Speech Prosody 2010
Chicago, IL, USA
The HMM-based speech synthesis system can produce high quality synthetic speech with flexible modeling of spectral and prosodic parameters. In this approach, short term spectra, fundamental frequency (F0) and duration are generated by multi-stream HMMs separately. However the quality of synthetic speech degrades when feature vectors used in training are noisy. Among all noisy features, pitch tracking errors and corresponding flawed voiced/unvoiced (VU) decisions are the two key factors in voice quality problems. Pitch tracking errors occur more often in Mandarin vowels of Tone 3 and Tone 4, because the pitch of these vowels can be very low and sometimes treated as aperiodic signal. On the other hand, F0 values in unvoiced regions, such as consonants, are normally defined as unavailable; it is then impossible to use standard HMMs for F0 modeling. Currently a preferred method to solve this is to use a multi-space distribution HMM (MSDHMM).
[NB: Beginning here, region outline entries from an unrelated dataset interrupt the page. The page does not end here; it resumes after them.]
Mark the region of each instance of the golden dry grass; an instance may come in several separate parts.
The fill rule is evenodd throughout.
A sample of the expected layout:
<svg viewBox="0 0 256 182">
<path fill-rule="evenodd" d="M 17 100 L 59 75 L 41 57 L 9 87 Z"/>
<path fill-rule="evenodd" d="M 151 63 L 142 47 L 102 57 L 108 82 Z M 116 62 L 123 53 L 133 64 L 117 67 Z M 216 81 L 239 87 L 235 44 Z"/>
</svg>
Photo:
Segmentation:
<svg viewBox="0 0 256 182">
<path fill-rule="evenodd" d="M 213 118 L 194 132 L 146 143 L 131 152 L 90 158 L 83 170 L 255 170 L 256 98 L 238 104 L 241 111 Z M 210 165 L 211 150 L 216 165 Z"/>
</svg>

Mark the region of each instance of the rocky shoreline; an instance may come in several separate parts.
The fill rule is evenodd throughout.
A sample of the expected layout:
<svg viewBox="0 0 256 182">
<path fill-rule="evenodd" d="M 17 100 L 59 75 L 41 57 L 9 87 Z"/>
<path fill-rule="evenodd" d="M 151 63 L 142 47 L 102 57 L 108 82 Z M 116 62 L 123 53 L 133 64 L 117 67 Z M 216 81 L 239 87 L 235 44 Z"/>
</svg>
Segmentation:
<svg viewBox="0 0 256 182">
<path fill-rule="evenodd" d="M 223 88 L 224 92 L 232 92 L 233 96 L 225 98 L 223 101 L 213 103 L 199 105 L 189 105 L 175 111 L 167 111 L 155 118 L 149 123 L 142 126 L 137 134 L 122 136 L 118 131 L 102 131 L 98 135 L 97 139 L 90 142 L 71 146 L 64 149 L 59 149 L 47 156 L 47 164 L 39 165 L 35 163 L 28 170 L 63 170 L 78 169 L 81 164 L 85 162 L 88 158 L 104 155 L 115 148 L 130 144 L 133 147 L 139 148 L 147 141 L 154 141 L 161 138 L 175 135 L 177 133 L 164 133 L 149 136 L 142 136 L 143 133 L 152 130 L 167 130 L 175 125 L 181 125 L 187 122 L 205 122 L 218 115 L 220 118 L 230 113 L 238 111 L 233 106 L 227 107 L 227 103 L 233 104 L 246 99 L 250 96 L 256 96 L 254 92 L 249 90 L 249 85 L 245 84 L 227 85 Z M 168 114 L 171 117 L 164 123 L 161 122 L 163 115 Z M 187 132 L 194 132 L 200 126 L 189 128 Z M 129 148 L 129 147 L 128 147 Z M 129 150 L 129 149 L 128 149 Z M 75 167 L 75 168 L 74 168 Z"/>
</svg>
In this approach, discrete distributions are used for modeling the VU decision and continuous Gaussian distributions are used for F0 modeling within the voiced regions. Due to this assumption of undefined F0 values in unvoiced regions and the special structure of MSDHMM, the generated F0 values are limited in accuracy. In this paper, an F0 generation process model is used to estimate F0 values in the region of pitch tracking errors, as well as in unvoiced regions. A prior knowledge of VU is imposed in each Mandarin phoneme and then used for VU decision. Thus the F0 can be modeled within the standard HMM framework. Index Terms: Mandarin speech synthesis, Generation process model, F0 contour, HMM-based speech synthesis
Bibliographic reference. Wang, Miaomiao / Hirose, Keikichi / Minematsu, Nobuaki (2010): "Generation of fundamental frequency contours of Mandarin in HMM-based speech synthesis using generation process model", In SP-2010, paper 098.